Subconscience Megaphone, an Austin and Ally one-shot
I do not own Austin and Ally. To fulfill the recent requests I have received. Reviews are always appreciated.
There's only five days to spring break, and this year he's going to make it count. More than last year, where making it count consisted of him sleeping in as late as he possibly could. This year he has one goal in mind.
Get Ally to go on a date with him.
Not one of those things where the four of them go out, and it should be a date but isn't.
No, he wants the whole shebang.
He's just worried that he's going to ruin everything (i.e. his ability to admire her from afar, up close, if that made sense to anyone but him) if he does. Considering he's using words like shebang, he should be. If he gets this tongue tied in his head, what's he going to be like when he asks her out? A basket case?
(An Easter basket case?)
Not funny subconscience.
Monday: Hard Boiled Easter Eggs
The first day goes pretty smoothly. He thanks the protein packed breakfast his mother gave him. All the leftover eggs he had colored with his little cousins were on his plate. He felt a bit morbid, chomping down on something that had once been such a radiant yellow, with a paper duck face attached.

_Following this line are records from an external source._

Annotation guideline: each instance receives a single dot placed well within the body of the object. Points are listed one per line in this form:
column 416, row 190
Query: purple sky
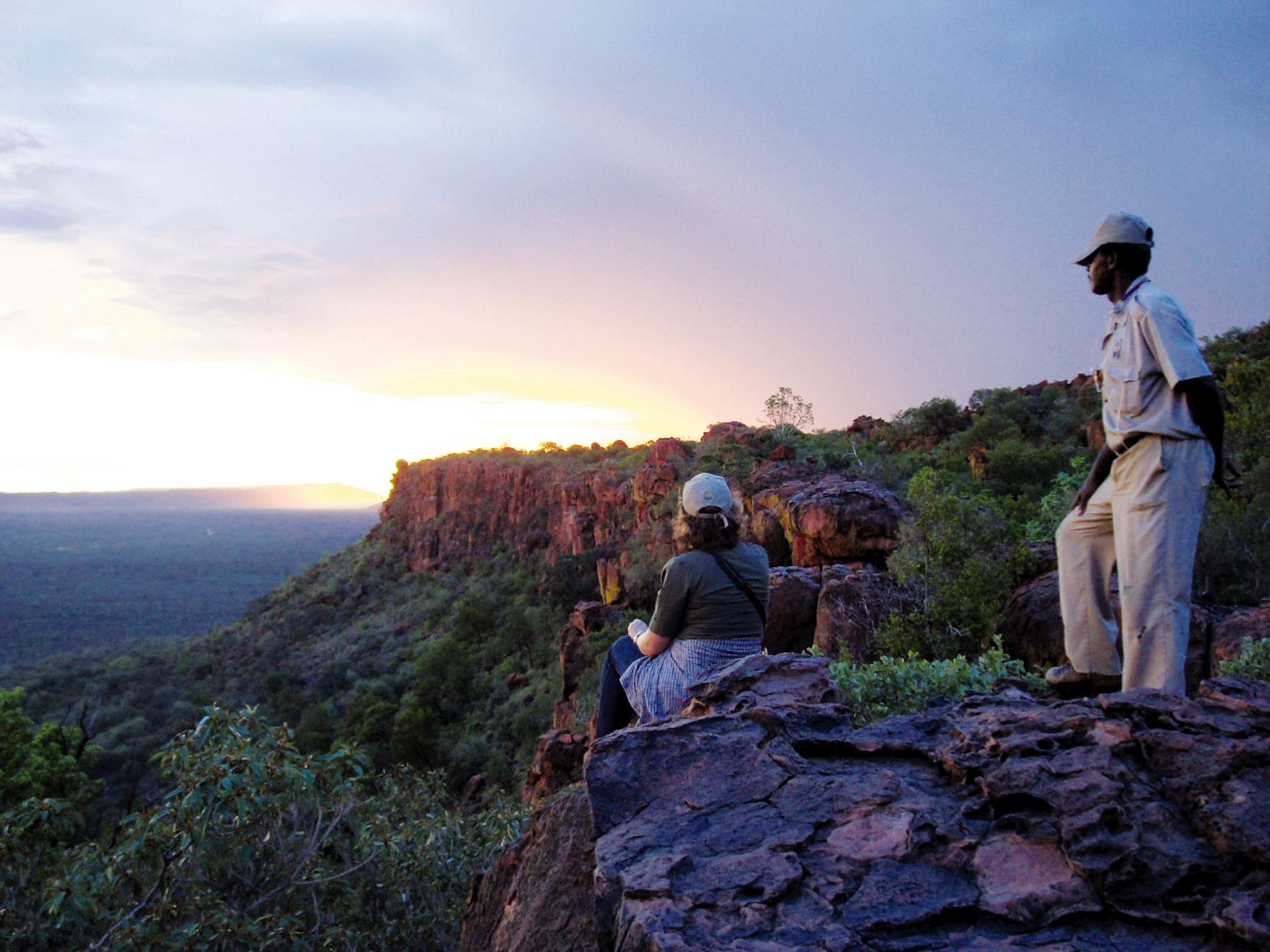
column 621, row 220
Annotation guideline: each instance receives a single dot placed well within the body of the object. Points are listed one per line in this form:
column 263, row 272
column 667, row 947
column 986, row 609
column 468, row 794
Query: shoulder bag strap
column 740, row 583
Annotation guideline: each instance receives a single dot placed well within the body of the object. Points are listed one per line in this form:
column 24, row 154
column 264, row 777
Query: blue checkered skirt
column 658, row 686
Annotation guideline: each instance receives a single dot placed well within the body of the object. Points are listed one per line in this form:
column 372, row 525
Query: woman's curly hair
column 707, row 531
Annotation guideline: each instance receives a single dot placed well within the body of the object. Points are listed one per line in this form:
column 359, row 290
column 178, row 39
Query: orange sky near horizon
column 263, row 243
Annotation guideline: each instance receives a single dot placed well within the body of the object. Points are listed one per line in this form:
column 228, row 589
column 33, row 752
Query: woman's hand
column 648, row 641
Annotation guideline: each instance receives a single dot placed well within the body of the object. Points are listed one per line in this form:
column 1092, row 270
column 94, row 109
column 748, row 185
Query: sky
column 264, row 243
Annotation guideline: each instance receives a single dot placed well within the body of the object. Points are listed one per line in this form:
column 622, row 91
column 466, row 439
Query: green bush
column 1254, row 662
column 896, row 686
column 1057, row 503
column 262, row 847
column 960, row 557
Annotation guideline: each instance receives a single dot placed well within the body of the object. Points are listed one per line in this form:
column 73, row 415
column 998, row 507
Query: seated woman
column 710, row 611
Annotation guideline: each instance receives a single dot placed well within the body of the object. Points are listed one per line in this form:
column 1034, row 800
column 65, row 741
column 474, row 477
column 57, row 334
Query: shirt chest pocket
column 1122, row 389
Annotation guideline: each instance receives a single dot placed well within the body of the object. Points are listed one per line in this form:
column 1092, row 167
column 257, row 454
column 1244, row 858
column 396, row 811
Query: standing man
column 1141, row 506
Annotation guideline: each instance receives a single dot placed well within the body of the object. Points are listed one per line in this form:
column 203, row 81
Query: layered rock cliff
column 765, row 823
column 618, row 503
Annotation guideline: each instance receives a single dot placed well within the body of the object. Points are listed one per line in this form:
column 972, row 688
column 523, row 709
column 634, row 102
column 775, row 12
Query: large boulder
column 763, row 681
column 827, row 518
column 539, row 894
column 1033, row 629
column 557, row 764
column 1133, row 822
column 852, row 606
column 793, row 595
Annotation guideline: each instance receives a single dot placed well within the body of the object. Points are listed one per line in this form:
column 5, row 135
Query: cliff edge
column 766, row 823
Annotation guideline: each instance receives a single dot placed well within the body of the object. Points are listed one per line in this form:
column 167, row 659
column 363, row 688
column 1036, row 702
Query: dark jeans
column 613, row 708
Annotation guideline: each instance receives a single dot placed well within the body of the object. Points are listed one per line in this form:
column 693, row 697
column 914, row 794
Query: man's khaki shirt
column 1150, row 347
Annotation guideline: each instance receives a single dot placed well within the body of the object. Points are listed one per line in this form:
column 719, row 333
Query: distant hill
column 327, row 495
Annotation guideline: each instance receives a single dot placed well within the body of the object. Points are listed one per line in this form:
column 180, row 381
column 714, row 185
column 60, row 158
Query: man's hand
column 1099, row 471
column 1082, row 495
column 1227, row 466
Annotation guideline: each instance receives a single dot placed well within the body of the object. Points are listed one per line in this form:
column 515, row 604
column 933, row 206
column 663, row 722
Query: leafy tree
column 44, row 762
column 786, row 412
column 962, row 557
column 937, row 418
column 897, row 686
column 262, row 847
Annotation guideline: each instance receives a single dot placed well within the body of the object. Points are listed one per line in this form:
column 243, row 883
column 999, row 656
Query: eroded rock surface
column 1130, row 822
column 1033, row 630
column 538, row 896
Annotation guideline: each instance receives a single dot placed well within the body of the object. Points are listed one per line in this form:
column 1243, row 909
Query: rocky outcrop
column 539, row 894
column 557, row 764
column 854, row 605
column 826, row 519
column 1241, row 625
column 593, row 501
column 1132, row 822
column 791, row 600
column 1033, row 630
column 577, row 655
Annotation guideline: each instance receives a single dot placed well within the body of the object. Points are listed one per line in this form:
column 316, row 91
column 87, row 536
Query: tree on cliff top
column 785, row 410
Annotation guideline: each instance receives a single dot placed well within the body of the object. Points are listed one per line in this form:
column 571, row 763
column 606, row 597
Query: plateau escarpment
column 615, row 503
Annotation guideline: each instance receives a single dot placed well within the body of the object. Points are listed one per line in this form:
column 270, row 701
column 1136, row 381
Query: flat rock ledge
column 1125, row 823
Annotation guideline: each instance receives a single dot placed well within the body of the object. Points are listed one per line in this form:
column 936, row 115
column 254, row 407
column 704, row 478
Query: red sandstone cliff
column 619, row 504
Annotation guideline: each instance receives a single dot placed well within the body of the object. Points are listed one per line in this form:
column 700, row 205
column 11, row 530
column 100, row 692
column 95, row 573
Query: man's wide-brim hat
column 1118, row 229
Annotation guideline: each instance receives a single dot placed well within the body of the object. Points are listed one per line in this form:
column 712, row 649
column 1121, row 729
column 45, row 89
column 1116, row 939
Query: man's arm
column 1097, row 473
column 1204, row 401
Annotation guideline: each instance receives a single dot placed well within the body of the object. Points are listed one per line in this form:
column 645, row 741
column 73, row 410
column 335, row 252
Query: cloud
column 11, row 139
column 33, row 213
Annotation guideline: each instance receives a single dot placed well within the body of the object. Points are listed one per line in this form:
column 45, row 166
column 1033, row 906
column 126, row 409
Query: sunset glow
column 272, row 243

That face had stared at him all through breakfast.
It was a good thing he was too tired to make much of it.
He got through the morning easily. (He may have hit a snag when he was deciding what to wear. After all, when they tell this story to their future children, and grandchildren, and great grandchildren, he wants to be remembered for being a good dresser.)
This afternoon was just as free flying. (He may have hit a snag when he was craving a peanut butter sandwich. Peanut butter breath doesn't do much in the romance field.)
After the sandwich situation, everything had been free flying. As in soaring, holding her hand.
Except as any winged creature knows, it takes two arms to fly. With his hand in hers, that leaves him with one.
Prepare for crashing.
Laying on his back, he points up into the sky. "That one there is Leo."
"That's Bootes," she says, pushing his pointed finger over. "That one is Leo. See?"
Yes. He sees that he confused a kite with a lion.
(What a bonehead.)
"I knew that."
(No he didn't.)
His subconscience really needs a mute button.
Tuesday: Fried Eggs on Toast
He rubs his nose. A dark dirt line smears across his cheek.
This half a football player look is not working for him.
"It's a pretty flower Ally. What'd you say it was?" He wipes his face off with a rag.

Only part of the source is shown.